Nous aurions largement le temps, mais c’est plutôt la météo (le vent, le froid et le manque de visibilité qui nous questionne). J’ai tout sur moi, et même si je n’ai pas froid pour l’instant, j’ai l’impression de ne pas avoir grand chose. Bon, il faut prendre une décision, nous redescendons par le même itinéraire (sauf un peu plus bas ou nous ferons une boucle). Cette option ne me déplaît pas car je vais devoir me confronter à la descente, cette même pente d’où nous sortions il y a peu, et à propos de laquelle je me disais, il vaut mieux la monter que la descendre…
Premiers pas, se remettre dans la pente, dos au vide. Ça va bien. Et ensuite désescalade, parfois face vide, parfois face paroi. Beaucoup moins fluide qu’à la montée. Nous obliquons à gauche pour aller chercher une pente de glace, que j’estime à 55-60°. Les crampons et le piolet sont indispensables. Heureusement la glace est excellente, de type sorbet. Malgré cela, y aller face vide n’est pas évident avec cette inclinaison. Je suis un peu trop tendue, les muscles des jambes vont me le rappeler demain… Pour me reposer psychologiquement et physiquement, je repasser face paroi. Il faudra que je m’entraine sur des plus petites courses pour le cramponnage face vide. Planté de piolet, pied, pied, glisser la main jusqu’en bas du piolet, pied, pied, recommencer. Ces 100 mètres sont les plus éprouvants pour moi. Je respire fort pour arriver le plus vite sur le rocher. J’avais confiance dans mes appuis, mais au bout d’un moment, les muscles commencent à tétaniser, surtout parce que j’étais trop tendue… Mais il me faut plus d’expérience. 5 minutes de pause sur… le plancher des vaches, oui enfin… sur un tas de cailloux où je peux m’asseoir. Avant de repartir dans la pente qui a le bon goût d’être un peu moins inclinée. Elle doit être à 40° maintenant, plus aucun problème pour marcher face au vide.
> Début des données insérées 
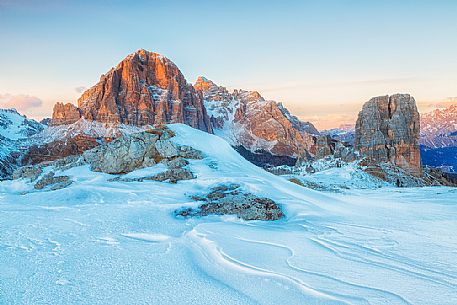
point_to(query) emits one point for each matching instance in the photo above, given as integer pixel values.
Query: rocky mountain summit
(246, 119)
(145, 88)
(439, 128)
(388, 130)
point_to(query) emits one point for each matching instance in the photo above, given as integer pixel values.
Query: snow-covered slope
(344, 133)
(15, 126)
(84, 127)
(245, 118)
(101, 242)
(15, 130)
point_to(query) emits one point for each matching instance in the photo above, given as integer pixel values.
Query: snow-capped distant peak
(15, 126)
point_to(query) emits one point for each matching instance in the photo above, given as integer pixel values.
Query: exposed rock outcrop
(439, 127)
(64, 114)
(387, 130)
(245, 118)
(53, 182)
(58, 149)
(145, 149)
(231, 200)
(144, 89)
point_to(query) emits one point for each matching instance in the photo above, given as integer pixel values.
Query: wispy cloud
(21, 102)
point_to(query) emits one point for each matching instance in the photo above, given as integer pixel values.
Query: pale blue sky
(322, 59)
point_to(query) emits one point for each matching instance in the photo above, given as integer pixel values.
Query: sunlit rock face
(144, 89)
(245, 118)
(388, 130)
(439, 127)
(64, 114)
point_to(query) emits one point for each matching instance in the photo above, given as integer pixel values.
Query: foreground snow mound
(115, 242)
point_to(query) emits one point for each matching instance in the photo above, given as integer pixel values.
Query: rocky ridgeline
(144, 89)
(147, 149)
(439, 127)
(245, 118)
(388, 130)
(121, 156)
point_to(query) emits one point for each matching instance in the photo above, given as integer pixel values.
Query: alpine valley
(153, 190)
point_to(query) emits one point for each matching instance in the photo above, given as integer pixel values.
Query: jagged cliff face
(246, 119)
(388, 129)
(144, 89)
(64, 114)
(439, 128)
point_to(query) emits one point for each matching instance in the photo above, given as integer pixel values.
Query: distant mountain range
(148, 89)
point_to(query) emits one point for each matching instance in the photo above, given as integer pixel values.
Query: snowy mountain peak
(15, 126)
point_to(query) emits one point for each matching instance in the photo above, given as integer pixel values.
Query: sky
(321, 59)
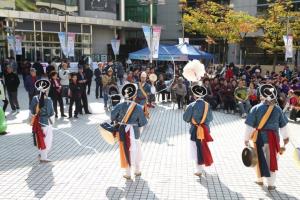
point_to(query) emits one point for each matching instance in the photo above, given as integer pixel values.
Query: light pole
(151, 3)
(66, 31)
(182, 5)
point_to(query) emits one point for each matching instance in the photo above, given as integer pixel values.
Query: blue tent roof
(193, 53)
(181, 52)
(165, 53)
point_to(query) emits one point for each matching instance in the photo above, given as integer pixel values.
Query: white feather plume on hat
(194, 71)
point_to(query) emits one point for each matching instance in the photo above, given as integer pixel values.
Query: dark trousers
(58, 100)
(165, 94)
(89, 83)
(5, 103)
(30, 96)
(84, 104)
(229, 104)
(179, 99)
(99, 85)
(13, 100)
(294, 114)
(77, 106)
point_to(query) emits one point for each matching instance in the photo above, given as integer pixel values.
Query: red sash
(39, 134)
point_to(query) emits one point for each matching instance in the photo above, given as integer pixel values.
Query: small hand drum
(249, 157)
(108, 133)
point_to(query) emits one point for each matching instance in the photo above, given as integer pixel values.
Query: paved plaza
(85, 167)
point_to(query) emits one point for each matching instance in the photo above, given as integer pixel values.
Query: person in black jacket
(55, 93)
(82, 82)
(74, 95)
(88, 75)
(38, 68)
(12, 82)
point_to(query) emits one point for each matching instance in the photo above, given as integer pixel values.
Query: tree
(218, 21)
(273, 29)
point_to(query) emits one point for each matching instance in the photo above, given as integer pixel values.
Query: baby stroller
(114, 97)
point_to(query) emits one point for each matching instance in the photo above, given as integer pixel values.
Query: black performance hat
(268, 91)
(199, 91)
(42, 85)
(129, 90)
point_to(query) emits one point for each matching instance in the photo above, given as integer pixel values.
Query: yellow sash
(200, 130)
(124, 163)
(255, 134)
(142, 90)
(262, 123)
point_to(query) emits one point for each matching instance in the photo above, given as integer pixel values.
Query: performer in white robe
(42, 110)
(264, 123)
(130, 117)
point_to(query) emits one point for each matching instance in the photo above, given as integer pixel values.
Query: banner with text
(115, 44)
(62, 41)
(147, 33)
(18, 45)
(71, 44)
(11, 42)
(288, 43)
(156, 38)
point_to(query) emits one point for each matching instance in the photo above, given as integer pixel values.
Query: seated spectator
(252, 93)
(241, 96)
(227, 94)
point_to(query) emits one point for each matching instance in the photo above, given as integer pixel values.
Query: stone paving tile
(85, 167)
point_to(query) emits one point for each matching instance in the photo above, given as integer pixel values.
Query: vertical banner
(147, 33)
(156, 38)
(11, 41)
(71, 44)
(115, 44)
(288, 43)
(183, 40)
(18, 45)
(62, 40)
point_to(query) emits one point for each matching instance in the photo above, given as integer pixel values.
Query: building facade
(38, 22)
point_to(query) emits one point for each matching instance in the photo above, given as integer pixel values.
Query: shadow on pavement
(135, 189)
(212, 183)
(40, 179)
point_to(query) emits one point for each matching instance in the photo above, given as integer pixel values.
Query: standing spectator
(287, 73)
(252, 93)
(25, 69)
(82, 83)
(13, 64)
(227, 93)
(12, 83)
(55, 93)
(241, 96)
(3, 93)
(38, 68)
(161, 88)
(64, 75)
(180, 91)
(98, 79)
(29, 84)
(75, 96)
(120, 72)
(88, 73)
(107, 82)
(229, 73)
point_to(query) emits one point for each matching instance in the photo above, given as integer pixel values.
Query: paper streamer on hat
(194, 71)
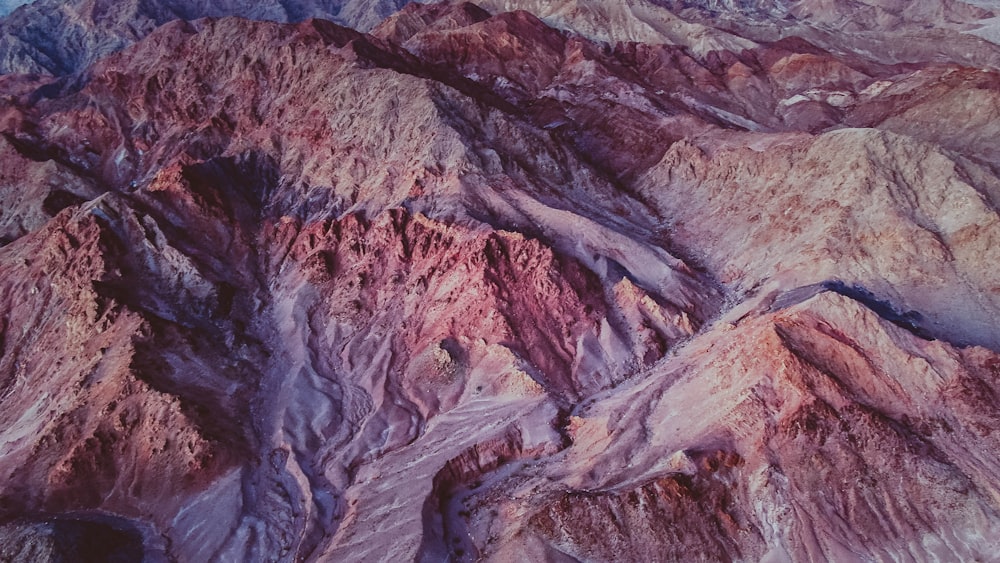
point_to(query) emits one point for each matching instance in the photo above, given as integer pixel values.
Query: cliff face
(472, 286)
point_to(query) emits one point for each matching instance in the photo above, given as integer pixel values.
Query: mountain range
(516, 280)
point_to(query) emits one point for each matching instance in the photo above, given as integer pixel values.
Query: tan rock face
(588, 281)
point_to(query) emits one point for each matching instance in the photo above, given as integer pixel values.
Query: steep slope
(475, 287)
(60, 37)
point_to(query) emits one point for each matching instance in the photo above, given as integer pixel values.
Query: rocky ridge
(497, 289)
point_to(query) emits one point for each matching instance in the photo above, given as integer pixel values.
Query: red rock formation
(481, 286)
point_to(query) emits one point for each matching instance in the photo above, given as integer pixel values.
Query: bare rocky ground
(579, 281)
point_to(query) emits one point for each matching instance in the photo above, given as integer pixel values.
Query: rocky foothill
(513, 280)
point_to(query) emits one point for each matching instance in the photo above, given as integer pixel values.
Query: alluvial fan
(514, 280)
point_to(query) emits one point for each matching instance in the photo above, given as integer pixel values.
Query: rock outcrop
(583, 281)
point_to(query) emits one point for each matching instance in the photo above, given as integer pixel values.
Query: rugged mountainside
(632, 281)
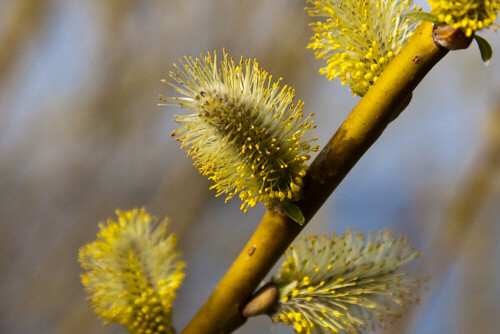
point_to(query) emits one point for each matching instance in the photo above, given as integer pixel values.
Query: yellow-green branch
(382, 102)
Un petit coucou au gardien de Plan Glacier. Les nuages ont joués à cache-cache toute la journée avec les sommets intermédiaires. Sous Plan Glacier, la traversée vers le Col du tricot n’est pas de tout repos. C’est de la randonnée alpine, avec une vingtaine de névés à traverser, et une petite glissade pour moi, en T-shirt… mmmh, les avant-bras tout râpés. Enfin au col : le vrai plancher des vaches, ou plutôt, des chèvres. Lorsque nous arrivons dans vallée, cela fait 13h que nous sommes partis.